Hari ini, Pemkab Purwakarta telah melakukan penandatanganan kerjasama (MoU) dengan Kantor Kementerian Agama setempat terkait rencana penerapan FDS berbasis madrasah diniyah dan pesantren yang akan diberlakukan di wilayah itu.
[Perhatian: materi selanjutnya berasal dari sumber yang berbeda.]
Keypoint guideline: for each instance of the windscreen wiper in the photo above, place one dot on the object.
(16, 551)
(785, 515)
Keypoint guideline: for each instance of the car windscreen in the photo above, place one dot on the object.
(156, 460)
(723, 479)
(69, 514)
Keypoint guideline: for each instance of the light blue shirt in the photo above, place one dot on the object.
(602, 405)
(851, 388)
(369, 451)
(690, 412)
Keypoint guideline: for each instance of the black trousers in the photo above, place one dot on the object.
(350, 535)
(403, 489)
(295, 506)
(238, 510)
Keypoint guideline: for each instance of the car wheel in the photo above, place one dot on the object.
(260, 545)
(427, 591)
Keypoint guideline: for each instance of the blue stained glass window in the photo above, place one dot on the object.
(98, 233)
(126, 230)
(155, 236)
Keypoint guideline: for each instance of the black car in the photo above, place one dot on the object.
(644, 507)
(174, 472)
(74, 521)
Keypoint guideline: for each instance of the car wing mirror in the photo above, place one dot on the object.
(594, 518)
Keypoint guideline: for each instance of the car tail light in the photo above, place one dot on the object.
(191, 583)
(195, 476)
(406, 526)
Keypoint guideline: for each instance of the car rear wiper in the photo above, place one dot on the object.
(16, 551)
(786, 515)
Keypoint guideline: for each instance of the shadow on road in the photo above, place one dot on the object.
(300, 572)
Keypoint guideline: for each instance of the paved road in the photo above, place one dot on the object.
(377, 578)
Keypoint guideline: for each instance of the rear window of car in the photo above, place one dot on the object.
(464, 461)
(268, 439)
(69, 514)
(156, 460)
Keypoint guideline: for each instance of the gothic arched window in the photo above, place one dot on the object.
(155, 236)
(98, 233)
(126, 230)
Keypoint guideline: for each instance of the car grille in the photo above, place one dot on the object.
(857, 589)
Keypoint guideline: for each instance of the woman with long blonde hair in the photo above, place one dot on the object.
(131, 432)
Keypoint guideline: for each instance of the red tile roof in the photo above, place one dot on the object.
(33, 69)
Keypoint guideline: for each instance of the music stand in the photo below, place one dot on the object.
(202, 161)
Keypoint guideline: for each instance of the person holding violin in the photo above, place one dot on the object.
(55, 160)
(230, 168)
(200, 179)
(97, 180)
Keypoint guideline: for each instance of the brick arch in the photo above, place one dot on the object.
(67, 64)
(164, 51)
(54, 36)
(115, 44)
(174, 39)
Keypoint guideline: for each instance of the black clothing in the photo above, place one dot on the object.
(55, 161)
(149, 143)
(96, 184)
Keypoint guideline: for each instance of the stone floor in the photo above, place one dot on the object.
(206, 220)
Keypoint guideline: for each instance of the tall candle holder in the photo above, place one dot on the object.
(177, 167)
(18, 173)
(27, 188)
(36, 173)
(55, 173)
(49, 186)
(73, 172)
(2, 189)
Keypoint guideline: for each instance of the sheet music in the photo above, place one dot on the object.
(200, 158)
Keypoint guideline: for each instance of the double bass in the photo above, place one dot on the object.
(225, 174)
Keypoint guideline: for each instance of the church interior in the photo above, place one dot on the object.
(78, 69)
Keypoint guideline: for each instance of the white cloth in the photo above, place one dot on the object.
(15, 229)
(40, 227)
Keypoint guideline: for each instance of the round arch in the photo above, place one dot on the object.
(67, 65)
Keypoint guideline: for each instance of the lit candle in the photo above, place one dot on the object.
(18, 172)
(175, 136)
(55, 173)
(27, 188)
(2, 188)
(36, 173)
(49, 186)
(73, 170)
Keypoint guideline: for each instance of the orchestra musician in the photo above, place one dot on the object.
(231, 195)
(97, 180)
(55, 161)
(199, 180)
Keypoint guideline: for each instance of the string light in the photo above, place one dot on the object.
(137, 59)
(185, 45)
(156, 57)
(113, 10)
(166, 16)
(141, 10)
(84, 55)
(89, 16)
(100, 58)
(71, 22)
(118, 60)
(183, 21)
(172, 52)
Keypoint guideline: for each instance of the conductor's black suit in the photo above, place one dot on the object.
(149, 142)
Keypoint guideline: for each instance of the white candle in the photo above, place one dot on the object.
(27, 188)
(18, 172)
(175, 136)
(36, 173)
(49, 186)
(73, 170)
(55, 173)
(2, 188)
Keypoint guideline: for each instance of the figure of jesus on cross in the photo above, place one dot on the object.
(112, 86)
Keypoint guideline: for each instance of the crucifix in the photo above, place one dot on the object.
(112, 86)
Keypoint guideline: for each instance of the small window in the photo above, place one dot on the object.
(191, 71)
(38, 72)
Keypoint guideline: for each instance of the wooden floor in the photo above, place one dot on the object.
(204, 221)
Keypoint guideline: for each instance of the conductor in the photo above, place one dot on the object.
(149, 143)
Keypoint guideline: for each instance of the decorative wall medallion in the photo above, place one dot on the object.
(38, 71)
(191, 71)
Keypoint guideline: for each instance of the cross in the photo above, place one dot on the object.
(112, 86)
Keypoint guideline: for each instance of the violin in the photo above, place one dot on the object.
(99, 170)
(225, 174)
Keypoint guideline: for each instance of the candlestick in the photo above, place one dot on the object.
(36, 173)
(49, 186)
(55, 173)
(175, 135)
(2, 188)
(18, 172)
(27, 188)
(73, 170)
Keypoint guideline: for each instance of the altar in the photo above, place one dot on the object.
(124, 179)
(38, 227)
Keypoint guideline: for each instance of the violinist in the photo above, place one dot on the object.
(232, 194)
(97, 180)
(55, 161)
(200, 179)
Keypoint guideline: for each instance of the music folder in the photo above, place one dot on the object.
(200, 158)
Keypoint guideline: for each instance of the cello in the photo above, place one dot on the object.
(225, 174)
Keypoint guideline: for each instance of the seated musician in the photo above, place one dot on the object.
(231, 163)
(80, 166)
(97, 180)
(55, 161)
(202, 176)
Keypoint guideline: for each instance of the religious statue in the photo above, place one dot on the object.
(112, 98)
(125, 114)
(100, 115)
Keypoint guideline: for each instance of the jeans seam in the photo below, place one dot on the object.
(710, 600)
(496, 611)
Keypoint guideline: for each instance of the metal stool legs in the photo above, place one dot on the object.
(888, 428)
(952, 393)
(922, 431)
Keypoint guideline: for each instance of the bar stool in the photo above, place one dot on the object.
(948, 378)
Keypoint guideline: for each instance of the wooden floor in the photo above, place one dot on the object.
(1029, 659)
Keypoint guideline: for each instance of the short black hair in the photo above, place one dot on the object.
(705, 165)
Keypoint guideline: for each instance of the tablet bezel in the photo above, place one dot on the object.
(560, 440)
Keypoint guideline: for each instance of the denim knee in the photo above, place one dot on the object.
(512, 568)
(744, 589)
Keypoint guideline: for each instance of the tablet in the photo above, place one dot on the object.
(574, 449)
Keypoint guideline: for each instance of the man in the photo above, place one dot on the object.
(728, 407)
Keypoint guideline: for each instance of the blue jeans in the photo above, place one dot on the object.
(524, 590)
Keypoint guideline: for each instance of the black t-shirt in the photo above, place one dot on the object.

Langkah ini, diharapkan bisa menjadi solusi kekhawatiran para kiai selama ini yang menilai akan hilangnya madrasah diniyah, pasca diterapkannya FDS oleh Menteri Pendidikan dan Kebudayaan.
"Tadi pagi kita sudah teken MoU dengan Kepala Kantor Kementerian Agama. Dan kita sepakat, akan menerapkan sekolah FDS Berbasis Madrasah dan Pesantren," ujar Dedi kepada Okezone, Senin (14/8/2017).
Dedi pun menjelaskan soal konsep pendidikan yang akan diterapkan di wilayahnya ini. Menurutnya, FDS berbasis madrasah diniyah dan pesantren ini nantinya pelajar SD dan SMP akan mendapatkan pelajaran umum sampai siang hari. Selanjutnya siswa akan diarahkan untuk belajar agama di madrasah diniyah pasantren.